Sedangkan Reynold A. Nicholson, melihat sufisme—mistik dalam Islam—merupakan bagian dari filsafat Islam, telah dirumuskan secara mendalam sebagai pemahaman mengenai kenyataan Ilahi. Pemahaman ini dimulai dengan kesadaran yang luar biasa untuk menghindari dosa, bercampur rasa takut tarhadap kiamat dan siksa neraka, sehingga akhirnya terdorong untuk mencari penyelamatan sejak kehidupan di dunia dengan cara menjauhi kenikmatan duniawi, hidup dalam kesederhanaan dan kepasrahan secara total terhadap kehendak Ilahi. [13]
Dalam perkembangannya, sufisme bukan lagi berhenti pada menjauhi kenikmatan duniawi, melainkan mereka memandang asketisme sebagai tahap permulaan dari perjalanan panjang, yang merupakan latihan awal untuk mencapai kehidupan rohani yang lebih tinggi, yakni tahapan bersatu dengan Tuhan.

Keadaan bersatu merupakan puncak dari proses penyederhanaan, dimana jiwa secara bertahap diisolasi dari hal-hal yang asing dari dirinya sendiri, kecuali terhadap Tuhan. Tidak seperi nirwana, yang semata-mata dianggap sebagai penghentian individualitas, maka fanā’ dalam sufi dianggap sebagai kelenyapan, yaitu proses menuju keabadian (Baqa’) dan kesinambungan yang nyata. Penuhanan (Defication), pada dasarnya merupakan tujuan akhir dari mistik muslim.[14]

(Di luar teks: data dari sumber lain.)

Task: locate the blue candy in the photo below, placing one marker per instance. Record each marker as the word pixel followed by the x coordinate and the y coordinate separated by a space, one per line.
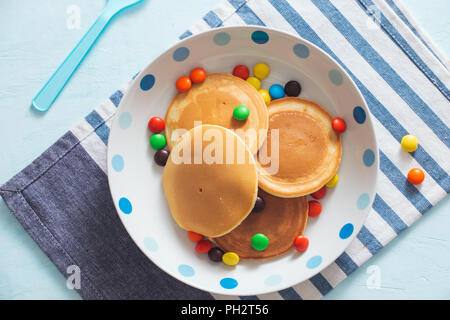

Berbeda dengan pemahaman terhadap konsep fanā’ sebagaimana di atas, Hujwirī (w. 1079 M), menganggap absurd terhadap kepercayaan bahwa fanā’ berarti kehilangan esensi dan perusakan zat jasmaniah. Fanā’ terhadap sesuatu, menurutnya, berarti adanya kesadaran akan ketidaksempurnaan dan ketiadaan keinginan untuk sesuatu hal. Siapa yang mengalami suatu fanā’ dalam dirinya yang rapuh akan menemukan baqā’ di dalam kehendak-Nya yang abadi, namun sifat manusia tidak bisa meng-Ilahi atau sebaliknya. Hujwiri merumuskan bersatu sebagai pemusatan pikiran terhadap obyek yang diinginkan. [15]
Dalam tahap persatuan itu, lebih lanjut Muhammad Iqbal  memandang adanya suasana ketentraman pada saat mistikus telah sampai pada pengalaman tunggal tersebut. Sehingga munculnya rasa tidak ingin kembali dari pengalaman tersebut. Tentramnya "pengalaman tunggal" bagi dunia tasawuf ialah suatu kesudahan. Sebagai suatu kesudahan, pandangan tentang alam semesta dalam filsafat kesatuan tersebut juga telah mencapai kesempurnaan.
The mystic does not wish to return from the repose of ‘unitary experience’; and even when he does return, as he must, his return does not mean much for mankind at large.[16]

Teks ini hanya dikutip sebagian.